The path toward enlightenment for the Buddhist was defined by Buddha in his Eightfold Path. Only through following this path does the Buddhist reach Nirvana. The path to Tao is individual, it comes from within. No one can define a path for the Taoist; it must come from the inner light. “Tao means way, but in the original and succeeding manuscripts no direct path is explored or expounded. Desire, ambition, fame, and selfishness are seen as complications. That idea is consistent with Buddhist teachings; it is the personal life of each individual that gives Taoism its special form” (Leek, 188). Taoism and Buddhism perceive life, death, and rebirth as a continuous cycle. This cycle has no beginning and no end. The soul is eternal, yet the soul is not the object of reincarnation. Taoists believe the soul is not reborn, it “migrates to another life” (Legge1, 109).
Buddhist also believe the soul is not reborn, but instead a “consciousness containing the seeds of good and evil deeds” is the object of rebirth (Leek, 171).

One major difference between Taoism and Buddhism is the concept of karma to the Buddhist. This idea that all actions are the display of thought, the will of man, is known as karma. Karma determines where in the cycle of birth, death, and rebirth the consciousness return. This return can be in the form of an animal or human, and the Buddhist must progress through a hierarchy to achieve Nirvana (Leek, 171).

The Taoist has no concept similar to karma, and no mention of the soul migrating to an animal form. The determining factor to one’s life is contained in the individual behavior for the Taoist. By forsaking personal desires in life, by concentrating of the self, a longer life is prolonged. Eventually, by following the inner light, immortality can be achieved.

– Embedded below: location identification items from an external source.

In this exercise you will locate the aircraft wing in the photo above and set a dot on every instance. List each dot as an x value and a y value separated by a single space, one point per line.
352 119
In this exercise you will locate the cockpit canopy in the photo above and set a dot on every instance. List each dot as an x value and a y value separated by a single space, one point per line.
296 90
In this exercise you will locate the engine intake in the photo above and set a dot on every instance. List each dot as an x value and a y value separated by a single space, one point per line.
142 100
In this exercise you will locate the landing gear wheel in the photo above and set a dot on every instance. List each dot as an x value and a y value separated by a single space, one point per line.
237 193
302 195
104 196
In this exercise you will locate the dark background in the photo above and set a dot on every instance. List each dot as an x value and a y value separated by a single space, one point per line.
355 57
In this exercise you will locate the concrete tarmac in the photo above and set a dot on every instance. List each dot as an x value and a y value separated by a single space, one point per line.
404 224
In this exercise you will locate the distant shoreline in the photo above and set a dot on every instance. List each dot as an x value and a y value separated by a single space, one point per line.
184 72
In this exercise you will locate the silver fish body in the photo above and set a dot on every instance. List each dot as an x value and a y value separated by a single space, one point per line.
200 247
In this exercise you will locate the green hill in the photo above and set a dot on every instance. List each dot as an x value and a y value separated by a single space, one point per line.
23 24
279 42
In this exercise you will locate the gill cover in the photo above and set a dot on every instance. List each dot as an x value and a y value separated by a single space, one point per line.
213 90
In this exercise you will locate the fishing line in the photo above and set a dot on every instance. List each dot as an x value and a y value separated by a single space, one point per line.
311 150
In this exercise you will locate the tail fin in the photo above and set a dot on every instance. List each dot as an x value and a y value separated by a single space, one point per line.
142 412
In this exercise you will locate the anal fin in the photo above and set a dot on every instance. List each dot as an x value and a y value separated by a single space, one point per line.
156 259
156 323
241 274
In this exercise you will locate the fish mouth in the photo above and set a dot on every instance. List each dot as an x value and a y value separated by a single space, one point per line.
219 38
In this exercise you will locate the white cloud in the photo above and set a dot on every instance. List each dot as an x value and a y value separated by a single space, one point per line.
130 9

The similarities between Taoism and Buddhism in the belief of life after death far outweigh the differences. Both religions believe the individual must focus on the self to achieve the ultimate goal. To focus on oneself, all desires and personal ambitions must be forsaken. One must focus on the self and the proper way of life to reach immortality. The cycle of life continues indefinitely until the Thread of Life is broken. Only through proper living, by following the correct path guided by the inner light, can one achieve the ultimate goal of Tao or Nirvana.

Works Cited

1. Legge, James. The Texts of Taoism. Part One. Dover Publishing. NY. 1962. 2. Legge, James. The Texts of Taoism. Part Two. Dover Publishing. NY. 1962. 3. Reat, Noble R. Buddhism: A History. Asian Humanities Press. CA. 1951. 4. Cooper, J.C. Taoism: The Way of the Mystic. Whitstable Litho, Straker Brothers Ltd. Great Britain. 1972. 5. Leek, Sybil. Reincarnation: The Second Chance. Stein and Day Publishers, Scarborough House. Briarcliff Manor, NY. 1974.